THE SONIC BOOMER
It’s old news by now, but last Sunday evening, there was an eclipse. It took about half an hour for the shadow of the earth to cover the moon, which, in Debbie time, is 25 minutes too long. So I went inside and watched 30 Rock on Netflix as I waited for the earth to move, then went back out to see this “blood moon.” Unfortunately, the moon was not dripping blood in a Transylvanian type way as I had hoped. It merely had an unusual reddish glow, which I’m told it will not have again for 17 years.
If I had been born a couple thousand years ago, however, before there were satellites buzzing around in space that could beam valuable information back to us — (“It’s not real blood, Houston.” “Aw, nuts. Well, over and out.”) — I would’ve been terrified. All of us sheepherders would have been.
We would have gathered in our huts, clutching our most valuable sheep to our breasts, and waited for the end of the world. As the moon got darker, we would have fallen to our knees and started to repent — until some know-it-all pointed out that the moon was getting bright again. Then we would’ve brushed off our knees, mumbled something about not giving up chewing coca leaves after all, and went on about our business.
But last Sunday, hugging my husband as if it was New Year’s Eve, I was one of the enlightened ones. I suffered none of the fear and all of the beauty of the lunar eclipse. That’s one of the advantages of living in an age where the polar ice caps are melting and the ocean is slowly being covered with floating plastic garbage.

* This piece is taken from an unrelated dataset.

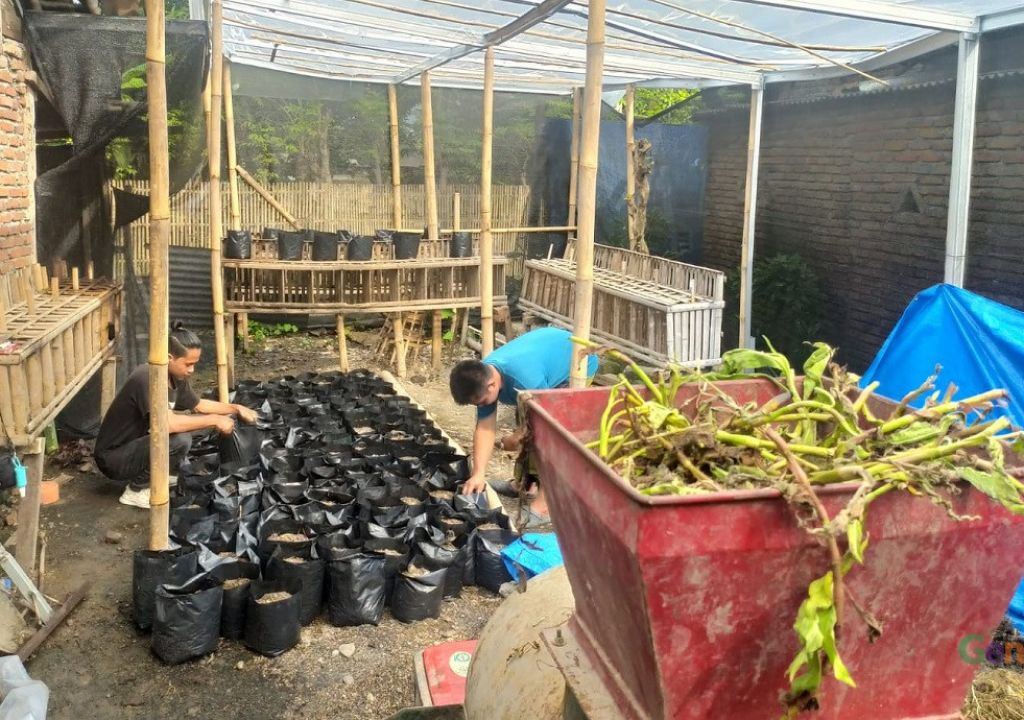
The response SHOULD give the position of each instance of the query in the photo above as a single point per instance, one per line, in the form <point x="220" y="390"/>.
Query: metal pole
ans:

Then Mark blew it all by asking, “Do you think we’ll be alive when this happens again?”
I shoved him away and huffed, “I will.” Does he not realize that I plan to live forever? My gosh, I still haven’t climbed Mount Everest or seen Wyoming. There’s so much to do! (Not that I would ever waste my time on Everest and Wyoming. I mean, there are unexplored theme parks out there! Plus, I hear the shopping is good in the Czech Republic.)
But it sounds as if the end result of seeing this marvel of the “blood moon” has the same effect on us today as it did on the tribes of long ago. We both suddenly feel a need to accomplish something. The primitives spent the next few decades rolling boulders into place for Stonehenge or carving massive rocks into heads at Easter Island, whereas I feel a burning need to ride Kingda Ka, the world’s tallest roller coaster (456 feet!). There will be pain and suffering for both of us — they will have to push heavy rocks for miles, and I will have to drive on the New Jersey Turnpike. But the sense of accomplishment when we’re done!
To me, that’s the real miracle of an eclipse.